His work as a historian also emphasised the historical independence of Brittany. The Estates of Brittany commissioned him in 1580 to write a Histoire de Bretagne, which was promptly seized on the order of Henry III for "indignities against King and realm". The book was only allowed to appear in 1588, with extensive censorship of sensitive passages relating to the history of French-Breton relations. However, clandestine reprints of the unedited work remained widely available.

He was also well known for his considerable collection of books that formed one of the largest private libraries of Renaissance France.

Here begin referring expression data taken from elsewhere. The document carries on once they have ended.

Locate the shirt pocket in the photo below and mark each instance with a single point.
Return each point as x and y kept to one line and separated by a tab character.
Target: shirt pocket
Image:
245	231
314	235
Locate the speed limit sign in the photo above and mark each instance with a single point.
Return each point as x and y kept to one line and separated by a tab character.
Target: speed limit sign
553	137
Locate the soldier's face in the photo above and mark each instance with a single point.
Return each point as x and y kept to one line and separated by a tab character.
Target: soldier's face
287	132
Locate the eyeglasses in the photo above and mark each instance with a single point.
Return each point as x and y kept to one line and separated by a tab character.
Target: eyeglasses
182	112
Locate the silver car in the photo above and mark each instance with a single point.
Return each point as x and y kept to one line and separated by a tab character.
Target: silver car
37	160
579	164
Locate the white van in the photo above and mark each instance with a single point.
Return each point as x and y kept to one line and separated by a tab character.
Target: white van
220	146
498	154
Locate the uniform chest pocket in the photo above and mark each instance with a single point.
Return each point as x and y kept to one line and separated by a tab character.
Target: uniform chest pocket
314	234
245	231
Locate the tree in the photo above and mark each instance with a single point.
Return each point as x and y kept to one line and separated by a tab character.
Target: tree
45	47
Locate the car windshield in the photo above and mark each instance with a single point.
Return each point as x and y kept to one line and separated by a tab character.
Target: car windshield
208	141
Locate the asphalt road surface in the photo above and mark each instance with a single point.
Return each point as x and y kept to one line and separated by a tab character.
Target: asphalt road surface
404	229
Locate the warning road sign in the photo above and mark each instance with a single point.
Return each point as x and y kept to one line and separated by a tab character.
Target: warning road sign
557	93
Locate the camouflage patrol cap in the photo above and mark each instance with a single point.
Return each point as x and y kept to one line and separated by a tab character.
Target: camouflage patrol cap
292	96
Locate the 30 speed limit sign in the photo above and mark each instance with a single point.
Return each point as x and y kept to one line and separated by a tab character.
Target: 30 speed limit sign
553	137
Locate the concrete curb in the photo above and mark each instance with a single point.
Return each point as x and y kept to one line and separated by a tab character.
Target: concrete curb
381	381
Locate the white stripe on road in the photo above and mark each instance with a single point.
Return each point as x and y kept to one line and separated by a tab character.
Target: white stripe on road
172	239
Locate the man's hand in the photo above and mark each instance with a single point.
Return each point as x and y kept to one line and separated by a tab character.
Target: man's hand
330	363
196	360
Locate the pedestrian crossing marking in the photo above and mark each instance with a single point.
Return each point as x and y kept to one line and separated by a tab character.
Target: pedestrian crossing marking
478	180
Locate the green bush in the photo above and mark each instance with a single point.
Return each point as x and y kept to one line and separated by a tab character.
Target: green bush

In 1589, he supported the insurrection of the Duke of Mercœur, was persecuted by the French authorities and died one year later.

==Works==
- L'histoire de Bretaigne, des roys, ducs, comtes et princes d'icelle: l'établissement du Royaume, mutation de ce tiltre en Duché, continué jusques au temps de Madame Anne dernière Duchesse, & depuis Royne de France, par le mariage de laquelle passa le Duché en la maison de France. Jacques du Puys, 1588.
- Coustumes générales des pays et duché de Bretagne, Paris, Nicolas Buon, 1608 (rédigé en 1568)
- Advis sur le partage des nobles (1570)
- Commentaires (sur l'Ancienne Coutume de Bretagne), on various topics (1576, 1584)
- Aitiologia (1584), summary of the debates about the reformation of the Breton customary law.
- L'Histoire de Bretaigne, des rois, ducs, comtes, et princes d'icelle, depuis l'an 383 jusques au temps de madame Anne Reyne de France dernière Duchesse. Troisième édition revue et augmentée par messire Charles d'Argentré. Paris, by Nicolas Buon (1618).